Sicherheit. Frieden.
Plötzlich hörte ich einen lauten, alles durchdringenden Schlag im Hausflur Ohrenbetäubendes Klirren. Mein Herz setzte kurz aus. Meine inneren Alarmglocken waren sofort aktiviert. Das hieß nichts Gutes. Ich hatte panische Angst, aufzustehen und nachzuschauen. Meine Mama eilte zur Tür … und ich … Wäre ich doch lieber in meinem Bett geblieben. Dieser Anblick. Ich werde ihn nie vergessen.
Tränen.
Ausreden.
Bewusst entschiedene Schreibblockade.
Die Gartenplanung für unser Haus. Das kann nicht warten. Tränen. Eine dringende Angelegenheit. Natur heilt. Ein wichtiges Thema. Gedeiht der Japan-Knöterich neben der Mondviole? Ausdauerndes Silberblatt.
Keine Ausdauer.
Ausweichen.
Selbstvorwürfe.
Noch mal abducken, mich mir selbst entziehen. Leid. Schmerz. Leid. Dieser Anblick war grausam. Grausam, mich daran zu erinnern. Grausam, ihn mir erneut vorzustellen. Grausam, ihn jetzt mit dir zu teilen. Mein Vater lag blutverschmiert und bewusstlos auf dem Boden. Dutzende kleine Scherben stachen in seinen Kopf. Überall Blut und Panik. Mein Vater regungslos. Seine Tochter regungslos. Das Klicken im Schaltschrank, die einzige Melodie in diesem Horrorfilm. Klick. Klick. Dieser Anblick. Dieses Geräusch. Grausam.
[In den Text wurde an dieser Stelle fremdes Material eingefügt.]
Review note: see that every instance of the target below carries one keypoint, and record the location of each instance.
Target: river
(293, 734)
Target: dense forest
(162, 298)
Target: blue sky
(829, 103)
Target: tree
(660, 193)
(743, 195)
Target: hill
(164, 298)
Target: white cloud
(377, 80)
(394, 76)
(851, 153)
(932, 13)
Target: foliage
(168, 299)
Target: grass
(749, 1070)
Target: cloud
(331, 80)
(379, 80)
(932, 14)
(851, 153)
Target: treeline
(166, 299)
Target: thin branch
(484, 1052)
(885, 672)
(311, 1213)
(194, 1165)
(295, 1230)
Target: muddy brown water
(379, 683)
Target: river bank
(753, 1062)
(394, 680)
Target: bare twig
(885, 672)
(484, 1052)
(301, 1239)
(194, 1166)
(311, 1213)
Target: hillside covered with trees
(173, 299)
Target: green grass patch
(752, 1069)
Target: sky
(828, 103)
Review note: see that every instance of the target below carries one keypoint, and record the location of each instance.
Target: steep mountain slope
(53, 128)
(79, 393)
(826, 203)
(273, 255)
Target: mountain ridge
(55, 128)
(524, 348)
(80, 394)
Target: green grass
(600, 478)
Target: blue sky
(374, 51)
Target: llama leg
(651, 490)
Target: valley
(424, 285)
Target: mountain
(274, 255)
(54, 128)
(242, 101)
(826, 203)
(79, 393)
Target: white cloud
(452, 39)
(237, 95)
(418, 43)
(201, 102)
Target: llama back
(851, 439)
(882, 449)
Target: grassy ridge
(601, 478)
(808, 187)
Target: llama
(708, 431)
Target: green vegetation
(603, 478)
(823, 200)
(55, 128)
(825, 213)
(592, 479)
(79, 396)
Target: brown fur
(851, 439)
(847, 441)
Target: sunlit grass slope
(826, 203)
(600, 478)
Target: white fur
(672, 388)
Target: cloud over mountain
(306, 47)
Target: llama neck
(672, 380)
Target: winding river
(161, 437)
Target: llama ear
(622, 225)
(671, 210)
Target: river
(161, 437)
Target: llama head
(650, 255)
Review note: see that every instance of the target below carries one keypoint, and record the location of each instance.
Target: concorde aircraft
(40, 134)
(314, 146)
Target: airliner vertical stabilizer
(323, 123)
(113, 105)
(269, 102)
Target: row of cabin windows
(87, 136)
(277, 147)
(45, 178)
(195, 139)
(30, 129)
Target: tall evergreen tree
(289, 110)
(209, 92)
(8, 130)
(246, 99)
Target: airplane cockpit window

Ein weiterer Anblick traf mich noch tiefer. Die Vogelperspektive auf mich selbst. Dieses Bild läuft so präsent auf meiner inneren Leinwand, lässt sich nicht verdrängen oder abschalten. Da stand ich. Versteinert. Das Blut wich aus meinem Körper und dunkle Gestalten fielen in mich ein. Das Sonnenkind im hübsch geblümten Schlafanzug, mit frisch geschnittenem Bubikopf, barfuß, frierend, angewurzelt – diese süße, kleine, reine Gestalt.
Zerbrochen.
Der Frieden ist ein mieser Verräter, er täuscht nur vor und hält sein Versprechen nicht. Nie werde ich ihm verzeihen. Fünf. Vielleicht war ich fünf, oder vier. Ich war unversehrt. Habe geglaubt: starker Papa! Papa, warum tust du das? Mama war sofort zur Stelle. Das war sie immer, sofort zur Stelle. Mama wusste, was zu tun war, kümmerte sich behutsam um den Angeschlagenen. Ihr eigenes Leid zählte jetzt nicht. Ein anderer brauchte ihre Hilfe. Und sie half. Sie rettete. Sie war die Retterin. Mein Vater der Gerettete, der nicht gerettet werden wollte. Das ganze Dilemma meiner Eltern lag in Blut getaucht vor mir. Etwas in mir wusste: Jetzt sind wir im Krieg! Es würde nur Verlierer und Verletzte geben. Hier kommt keiner wieder heil raus. Meine Welt lag auf der Treppe in Scherben. Meine innere Drohne filmte weiter: Verzweifelt zieht das kleine Mädchen eine dicke Mauer um sich hoch. In Sekunden. Dann fällt der Vorhang. Nichts ist mehr, wie es war. Etwas ist gravierend anders.
Gestorben.
Diese Situation war eingefroren und schlummerte in den Untiefen meines Hirnarchivs. Dort hat sie über dreißig Jahre geschlafen. Jetzt habe ich sie wachgeschrieben. Das Klicken des Schaltkastens frisst sich in mein Trommelfell. Ich konnte mitzählen, wie viele Nachbarn das Licht einschalteten, leise ihre Wohnungstür öffneten und teilhaben wollten am Drama im ersten Stock. Die Menschen lieben Dramen. Besonders die von anderen Leuten. Es macht ihre eigene kleine Welt heiler. Ich hasse das Klackern von Stromstoßschaltern. Es ist abscheulich.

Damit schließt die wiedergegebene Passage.